Ainsi, le coût de la prime d’activité dépassera en 2023 le seuil symbolique de 10 milliards d’euros, ce qui est bien sûr le signe de la dynamique du marché du travail, mais aussi de la faiblesse des salaires. Les dépenses engagées au titre de l’AAH, quant à elles, devraient dépasser 12 milliards d’euros.
La mission regroupe une grande variété d’actions, qui reflètent la diversité de la politique d’action sociale. Au vu du temps qui m’est imparti, je me concentrerai sur le sujet de l’aide alimentaire.
Cette politique ne représente qu’une faible part des crédits de la mission, avec 117, 2 millions d’euros inscrits dans ce projet de loi de finances, mais l’enjeu est crucial dans la période actuelle. En 2020, année marquée par la crise sanitaire, on estime que 5, 6 millions de personnes ont fait appel à l’aide alimentaire. Le problème s’intensifie depuis lors, car l’inflation, très forte sur les produits alimentaires, fragilise considérablement nos concitoyens les plus modestes.
La situation est également préoccupante pour les associations d’aide alimentaire. Celles-ci sont, en quelque sorte, victimes d’un effet de ciseau entre un afflux de demandes qui ne faiblit pas et des moyens de plus en plus contraints.
L’envolée des prix de l’électricité alourdit fortement leurs charges de fonctionnement, tandis que la hausse des prix des carburants affecte les bénévoles se rendant sur les sites de distribution. Surtout, les tensions mondiales sur les marchés agroalimentaires sont à l’origine de nombreux lots infructueux dans les marchés passés pour leur compte par FranceAgriMer pour l’achat de denrées.
Je me permets une brève incise sur ces achats, en principe éligibles à un remboursement par l’Union européenne dans le cadre du Fonds social européen + (FSE +).
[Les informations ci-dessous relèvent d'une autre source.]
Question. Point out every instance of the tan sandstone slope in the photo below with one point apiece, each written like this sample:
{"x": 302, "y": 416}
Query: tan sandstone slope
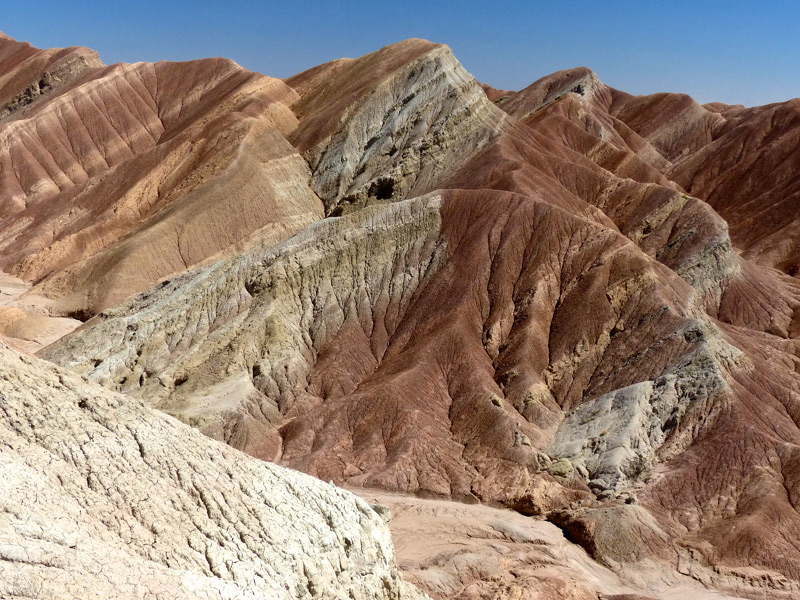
{"x": 113, "y": 178}
{"x": 561, "y": 300}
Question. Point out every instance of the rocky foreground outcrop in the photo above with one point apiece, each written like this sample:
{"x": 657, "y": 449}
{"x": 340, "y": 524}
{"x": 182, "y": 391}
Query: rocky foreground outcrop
{"x": 566, "y": 300}
{"x": 103, "y": 497}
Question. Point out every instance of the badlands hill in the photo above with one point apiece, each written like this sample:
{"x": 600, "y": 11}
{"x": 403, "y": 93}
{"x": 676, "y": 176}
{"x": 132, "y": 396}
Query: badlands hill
{"x": 567, "y": 301}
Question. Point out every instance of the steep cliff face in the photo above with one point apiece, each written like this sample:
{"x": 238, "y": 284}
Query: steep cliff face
{"x": 120, "y": 176}
{"x": 102, "y": 496}
{"x": 529, "y": 301}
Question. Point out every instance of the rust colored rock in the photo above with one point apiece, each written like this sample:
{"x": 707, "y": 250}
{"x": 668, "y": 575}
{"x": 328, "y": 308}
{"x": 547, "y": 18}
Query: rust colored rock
{"x": 566, "y": 300}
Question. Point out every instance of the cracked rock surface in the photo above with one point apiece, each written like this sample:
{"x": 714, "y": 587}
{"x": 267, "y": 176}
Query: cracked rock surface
{"x": 102, "y": 497}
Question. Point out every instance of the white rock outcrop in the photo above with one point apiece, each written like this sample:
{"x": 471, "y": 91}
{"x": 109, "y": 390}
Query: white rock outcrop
{"x": 102, "y": 497}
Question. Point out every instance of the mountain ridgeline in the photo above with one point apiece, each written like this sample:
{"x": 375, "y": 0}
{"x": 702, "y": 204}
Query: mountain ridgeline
{"x": 568, "y": 301}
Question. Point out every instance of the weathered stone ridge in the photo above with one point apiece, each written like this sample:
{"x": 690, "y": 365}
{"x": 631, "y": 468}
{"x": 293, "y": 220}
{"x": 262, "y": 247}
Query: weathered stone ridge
{"x": 102, "y": 496}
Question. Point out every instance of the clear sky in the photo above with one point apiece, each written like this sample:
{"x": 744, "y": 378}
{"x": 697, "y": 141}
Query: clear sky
{"x": 736, "y": 52}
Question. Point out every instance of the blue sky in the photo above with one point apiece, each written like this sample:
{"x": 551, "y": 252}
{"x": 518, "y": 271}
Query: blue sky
{"x": 735, "y": 52}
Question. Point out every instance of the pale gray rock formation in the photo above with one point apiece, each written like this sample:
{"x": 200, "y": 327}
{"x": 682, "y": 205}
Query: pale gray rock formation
{"x": 616, "y": 438}
{"x": 206, "y": 362}
{"x": 103, "y": 497}
{"x": 415, "y": 127}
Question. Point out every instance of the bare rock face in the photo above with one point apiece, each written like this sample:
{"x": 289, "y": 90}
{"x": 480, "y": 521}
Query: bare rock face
{"x": 391, "y": 124}
{"x": 119, "y": 176}
{"x": 561, "y": 300}
{"x": 102, "y": 496}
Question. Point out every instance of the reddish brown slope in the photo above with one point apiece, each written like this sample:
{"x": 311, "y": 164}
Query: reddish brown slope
{"x": 564, "y": 331}
{"x": 131, "y": 173}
En pratique, les contrôles effectués en la matière sont si pointilleux qu’une partie significative des produits achetés est finalement déclarée inéligible au remboursement. La simplification des procédures est absolument indispensable. Cela fait maintenant près de cinq ans qu’Éric Bocquet et moi-même lançons l’alerte sur ce sujet.
Dans ce contexte, il est indispensable de prendre des mesures de soutien efficaces.
À cet égard, nous nous félicitons, certes, que ce texte prévoie de renforcer de 60 millions d’euros les crédits alloués à l’aide alimentaire. Nous avons cependant des divergences quant à la méthode retenue, puisque cette enveloppe est destinée à la création d’un fonds pour les nouvelles solidarités alimentaires, dédié au financement de projets de transformation des structures, en liant lutte contre la précarité alimentaire et soutien aux filières agricoles durables. Ce fonds constituerait, en quelque sorte, une issue au débat qui a eu lieu, à la suite de la Convention citoyenne pour le climat, autour de l’introduction d’un chèque alimentaire, proposition que nous ne soutenons pas, car elle tourne le dos au modèle français, modèle associatif fondé sur le couplage entre aide alimentaire et accompagnement social.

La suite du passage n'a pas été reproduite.